According to a letter from Assistant Attorney General Matthew Mavrogeorge that was sent to the town of Peterborough on Oct. 16, New Hampshire law now requires ballot clerks to request that voters present photo identification when they check-in at the polling place. Types of identification that satisfy the requirement include a driver’s license from any state, even if expired; an ID card issued by the N.H. Department of Motor Vehicles; a non-driver photo ID from any state, even if expired; a U.S. armed services ID; a U.S. passport, even if expired; any other valid photo ID card issued by federal, state, county or municipal government; a valid student ID; and other photo ID deemed legitimate by the supervisors of the checklist, the moderator or the clerk.
Voters are not required to have a photo ID for this election.
“If a voter does not have sufficient photo identification, he or she is still able to vote and have their ballot counted with all other ballots on Election Day so long as they sign a challenged vote affidavit,” Mavrogeorge wrote. He recommended that a “No Photo ID” table be place near the entrance to the polls so voters who need to fill out an affidavit can do so before getting into the check-in line.
“Under no circumstances should a voter be turned away at the time and place of check-in for failing to present sufficient photo identification,” Mavrogeorge wrote. “If a voter does not present photo identification when checking in to vote, they should not be told to go get such identification in order to vote. Rather, they must be given the opportunity to sign a challenged voter affidavit.”
Another alternative to signing a challenged voter affidavit, in which a voter swears to his or her identity under penalty for voter fraud, is for the person’s identity to be verified by the moderator, a supervisor of the checklist, or the town clerk, but not by a ballot clerk.

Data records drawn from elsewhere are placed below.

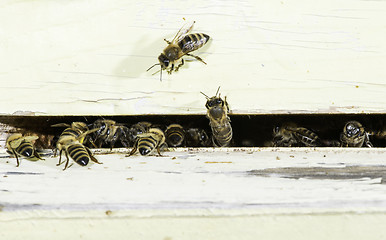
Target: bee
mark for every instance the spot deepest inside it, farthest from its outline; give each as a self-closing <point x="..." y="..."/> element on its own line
<point x="20" y="146"/>
<point x="354" y="135"/>
<point x="147" y="142"/>
<point x="109" y="132"/>
<point x="175" y="135"/>
<point x="217" y="113"/>
<point x="197" y="137"/>
<point x="73" y="148"/>
<point x="136" y="129"/>
<point x="181" y="45"/>
<point x="75" y="129"/>
<point x="290" y="135"/>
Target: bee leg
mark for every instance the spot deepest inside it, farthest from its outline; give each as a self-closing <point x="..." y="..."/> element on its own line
<point x="367" y="141"/>
<point x="17" y="159"/>
<point x="179" y="65"/>
<point x="158" y="151"/>
<point x="91" y="156"/>
<point x="196" y="57"/>
<point x="37" y="156"/>
<point x="164" y="145"/>
<point x="171" y="69"/>
<point x="134" y="148"/>
<point x="67" y="161"/>
<point x="60" y="158"/>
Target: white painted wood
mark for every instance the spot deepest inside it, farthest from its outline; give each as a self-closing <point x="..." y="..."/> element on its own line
<point x="194" y="178"/>
<point x="195" y="193"/>
<point x="82" y="57"/>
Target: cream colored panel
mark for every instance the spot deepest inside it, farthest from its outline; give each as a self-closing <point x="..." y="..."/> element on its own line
<point x="82" y="57"/>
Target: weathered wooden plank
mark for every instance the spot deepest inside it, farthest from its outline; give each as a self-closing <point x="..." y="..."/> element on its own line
<point x="209" y="178"/>
<point x="77" y="58"/>
<point x="271" y="193"/>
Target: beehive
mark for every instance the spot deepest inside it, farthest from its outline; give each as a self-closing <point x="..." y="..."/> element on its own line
<point x="81" y="58"/>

During a Tuesday meeting with the Select Board, Peterborough Town Clerk Linda Guyette said voters would be met at either entrance to the Town House by an election official, who would ask if they have a photo ID. Those who don’t will be directed to a table where challenged voter affidavits can be filled out and then they can join the check-in line.
Guyette said if someone had no photo ID and refused to fill out a challenged voter affidavit, they would be directed to the moderator, but they might not be allowed to vote.

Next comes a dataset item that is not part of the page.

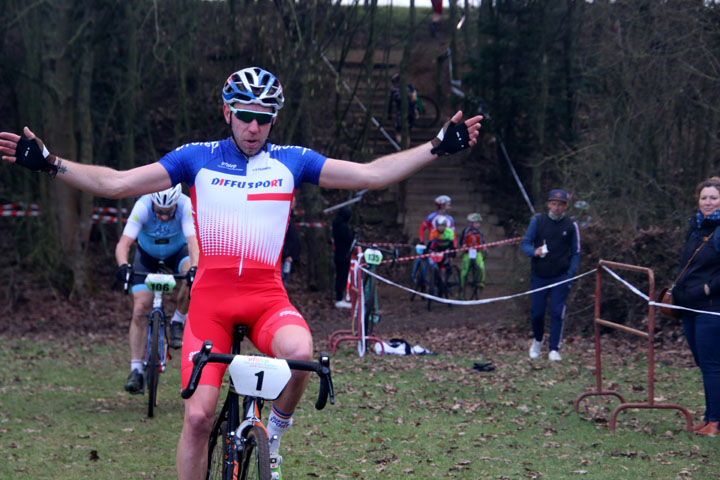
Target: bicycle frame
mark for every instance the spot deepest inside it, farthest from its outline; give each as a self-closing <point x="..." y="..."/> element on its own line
<point x="240" y="430"/>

In an email to the Ledger-Transcript on Wednesday, Jaffrey Town Clerk Maria Chamberlain said a recent Superior Court ruling that blocked new voter registration requirements has caused some confusion. Earlier this month, a Strafford County Superior Court judge ordered the Secretary of State’s Office to remove a paragraph about residency laws from the voter registration form. That ruling was in response to challenges from college students and civil liberties groups. On Monday, the N.H. Supreme Court declined to reconsider its earlier refusal to block that lower court ruling. But the court case only applies to voter registration and has no impact on the check-in process at the polls.

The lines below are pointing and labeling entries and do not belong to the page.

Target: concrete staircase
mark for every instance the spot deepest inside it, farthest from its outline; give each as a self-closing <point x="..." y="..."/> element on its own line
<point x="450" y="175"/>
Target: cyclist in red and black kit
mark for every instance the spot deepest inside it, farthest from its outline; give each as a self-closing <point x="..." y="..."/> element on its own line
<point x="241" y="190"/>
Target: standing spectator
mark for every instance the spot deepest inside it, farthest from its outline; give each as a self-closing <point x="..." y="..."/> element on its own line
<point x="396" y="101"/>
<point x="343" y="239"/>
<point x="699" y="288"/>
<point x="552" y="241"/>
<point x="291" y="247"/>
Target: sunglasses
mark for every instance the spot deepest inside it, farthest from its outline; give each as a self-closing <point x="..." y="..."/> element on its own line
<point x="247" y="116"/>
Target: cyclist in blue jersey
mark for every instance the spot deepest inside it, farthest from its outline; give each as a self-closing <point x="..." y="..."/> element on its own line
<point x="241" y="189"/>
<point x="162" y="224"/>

“The requirement for voters to show ID is in effect,” Chamberlain wrote. “ A voter who does not possess a valid ID may vote on Nov. 6, if they execute an affidavit or have their identity verified by the moderator, clerk, or supervisor of the checklist. Voters with questions are encouraged to contact their municipal clerk or moderator. “
Dublin Town Clerk Jeannine Dunne said Wednesday that a separate table will be set up for those who need to sign affidavits.
“We’re hoping things will go smoothly. Not everyone knows about the new law. But in a small town like Dublin, we should be fine.”